= Bob Smithies =

British journalist (1934–2006)

Robert Smithies (4 April 1934 – 31 July 2006) was a British photographer, journalist and crossword compiler. He was born in Middleton, near Rochdale, Lancashire.

Smithies began his career from school at the Manchester Evening News as a darkroom assistant, progressing to the post of photographer there and later at the Manchester Guardian.

Smithies joined Granada Television in the mid-1970s and presented a number of television programmes between then and 2005, including the regional news programme Granada Reports and Down To Earth.

Since his first cryptic crossword was accepted by The Guardian newspaper in 1966, Smithies was a regular compiler for the newspaper, under the pseudonym Bunthorne, the name taken from the leading character in the Gilbert and Sullivan light opera Patience.

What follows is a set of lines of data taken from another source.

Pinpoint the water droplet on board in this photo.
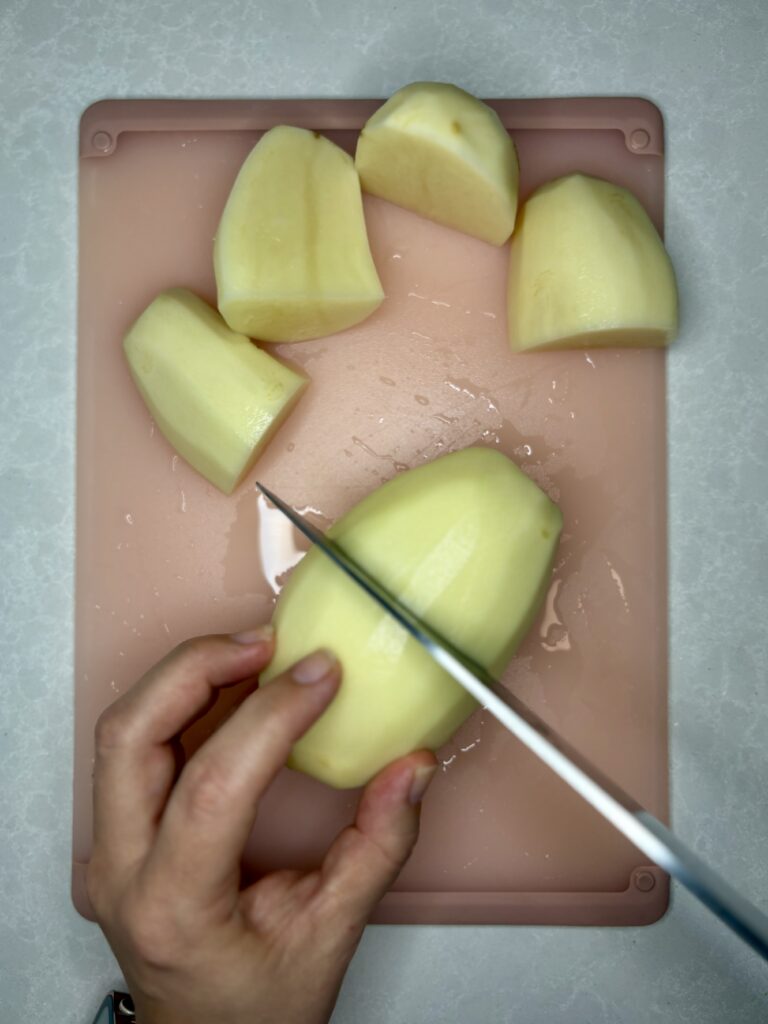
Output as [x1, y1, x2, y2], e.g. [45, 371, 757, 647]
[539, 580, 570, 651]
[605, 558, 630, 612]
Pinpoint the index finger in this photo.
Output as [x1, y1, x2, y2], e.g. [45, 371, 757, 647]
[147, 651, 341, 907]
[93, 627, 273, 864]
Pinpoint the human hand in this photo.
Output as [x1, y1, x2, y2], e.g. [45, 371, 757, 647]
[87, 627, 435, 1024]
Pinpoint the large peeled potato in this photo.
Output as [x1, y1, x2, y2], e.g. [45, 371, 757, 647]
[354, 82, 518, 246]
[508, 174, 677, 350]
[123, 288, 307, 494]
[213, 125, 384, 341]
[264, 449, 561, 787]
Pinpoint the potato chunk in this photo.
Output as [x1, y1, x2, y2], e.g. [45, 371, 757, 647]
[213, 125, 384, 341]
[355, 82, 519, 246]
[507, 174, 677, 351]
[263, 449, 561, 788]
[124, 288, 307, 494]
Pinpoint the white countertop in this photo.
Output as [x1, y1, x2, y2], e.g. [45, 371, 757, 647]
[0, 0, 768, 1024]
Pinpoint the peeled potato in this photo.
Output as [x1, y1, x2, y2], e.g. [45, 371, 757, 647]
[507, 174, 677, 350]
[262, 449, 562, 788]
[123, 288, 307, 494]
[213, 125, 384, 341]
[354, 82, 519, 246]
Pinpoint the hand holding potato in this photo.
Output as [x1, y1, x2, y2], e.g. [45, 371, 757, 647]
[87, 628, 435, 1024]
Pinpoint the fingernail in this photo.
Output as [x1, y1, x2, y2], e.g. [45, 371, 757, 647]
[408, 765, 437, 804]
[291, 650, 336, 683]
[231, 625, 274, 645]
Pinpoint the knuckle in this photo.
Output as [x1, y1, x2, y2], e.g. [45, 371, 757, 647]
[122, 899, 179, 969]
[179, 757, 231, 818]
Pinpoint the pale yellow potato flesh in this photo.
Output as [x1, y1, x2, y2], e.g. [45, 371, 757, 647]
[354, 82, 519, 246]
[507, 174, 678, 351]
[263, 449, 562, 788]
[123, 288, 307, 494]
[213, 125, 384, 341]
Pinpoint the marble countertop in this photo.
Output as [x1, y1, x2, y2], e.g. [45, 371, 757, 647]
[0, 0, 768, 1024]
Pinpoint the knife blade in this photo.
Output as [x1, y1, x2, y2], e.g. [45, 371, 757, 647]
[256, 482, 768, 961]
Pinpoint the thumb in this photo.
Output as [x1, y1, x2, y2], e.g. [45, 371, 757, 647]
[315, 751, 437, 930]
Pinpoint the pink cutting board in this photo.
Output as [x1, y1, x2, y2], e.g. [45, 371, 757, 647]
[73, 99, 668, 925]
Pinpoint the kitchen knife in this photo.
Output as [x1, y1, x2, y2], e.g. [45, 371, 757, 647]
[256, 482, 768, 959]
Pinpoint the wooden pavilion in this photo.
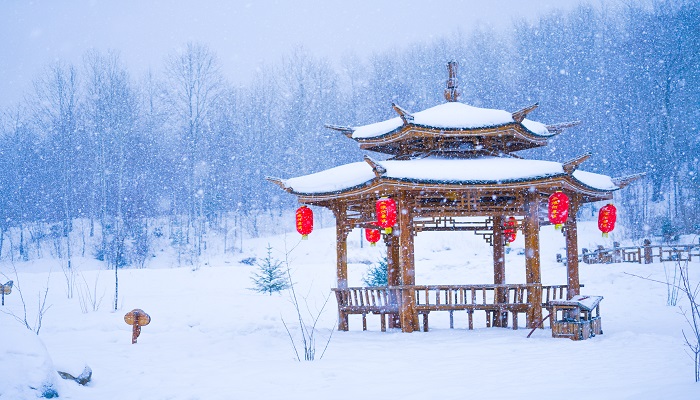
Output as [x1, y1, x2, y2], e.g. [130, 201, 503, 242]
[268, 63, 637, 332]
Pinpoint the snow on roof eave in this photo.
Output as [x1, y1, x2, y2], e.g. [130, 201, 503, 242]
[289, 173, 620, 201]
[352, 122, 559, 143]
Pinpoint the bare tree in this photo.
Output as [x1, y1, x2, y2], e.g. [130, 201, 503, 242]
[32, 63, 78, 299]
[165, 43, 223, 256]
[85, 52, 137, 310]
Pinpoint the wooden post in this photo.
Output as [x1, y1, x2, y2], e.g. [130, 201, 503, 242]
[564, 201, 581, 300]
[397, 194, 418, 333]
[333, 205, 349, 331]
[491, 215, 508, 327]
[523, 193, 542, 329]
[644, 239, 653, 264]
[384, 234, 401, 328]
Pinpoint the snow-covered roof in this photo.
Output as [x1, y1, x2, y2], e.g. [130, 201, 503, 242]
[282, 157, 618, 194]
[352, 102, 554, 139]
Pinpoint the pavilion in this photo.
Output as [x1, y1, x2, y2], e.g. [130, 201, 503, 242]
[268, 63, 639, 332]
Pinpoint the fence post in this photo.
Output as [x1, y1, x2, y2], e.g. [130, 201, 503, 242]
[644, 239, 652, 264]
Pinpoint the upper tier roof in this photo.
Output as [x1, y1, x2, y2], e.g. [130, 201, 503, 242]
[352, 102, 555, 139]
[328, 102, 577, 158]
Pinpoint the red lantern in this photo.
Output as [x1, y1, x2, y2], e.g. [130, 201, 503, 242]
[598, 204, 617, 237]
[365, 229, 382, 246]
[297, 206, 314, 240]
[503, 217, 518, 246]
[548, 190, 569, 230]
[377, 197, 396, 235]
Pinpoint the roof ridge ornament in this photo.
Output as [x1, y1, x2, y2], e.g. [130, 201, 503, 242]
[365, 155, 386, 178]
[562, 152, 592, 175]
[545, 121, 581, 135]
[391, 103, 413, 125]
[445, 61, 462, 102]
[513, 102, 540, 123]
[612, 172, 647, 189]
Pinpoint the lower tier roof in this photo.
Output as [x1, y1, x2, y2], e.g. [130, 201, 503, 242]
[278, 157, 620, 196]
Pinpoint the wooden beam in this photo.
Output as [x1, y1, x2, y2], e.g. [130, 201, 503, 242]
[491, 215, 508, 327]
[397, 193, 418, 333]
[324, 124, 355, 139]
[564, 198, 581, 300]
[384, 234, 401, 328]
[562, 153, 591, 175]
[523, 192, 542, 329]
[391, 103, 413, 125]
[512, 103, 540, 123]
[546, 121, 581, 135]
[265, 176, 292, 193]
[612, 172, 646, 189]
[364, 154, 386, 178]
[333, 203, 349, 331]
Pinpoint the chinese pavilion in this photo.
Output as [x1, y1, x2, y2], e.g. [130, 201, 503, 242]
[268, 62, 639, 332]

As a crossword setter his clues became known for requiring potentially obscure general knowledge, ranging from Austen and Dickens to French cheeses. One of his most famous clues was "Amundsen's forwarding address (4)" – (mush).

==Photography exhibitions==
- A Long Exposure: 100 Years of Pictures from Guardian Photographers in Manchester (1908–2008), The Lowry (Salford), October 2008 – March 2009. With Walter Doughty, Tom Stuttard, Graham Finlayson, Neil Libbert, Don McPhee and Denis Thorpe.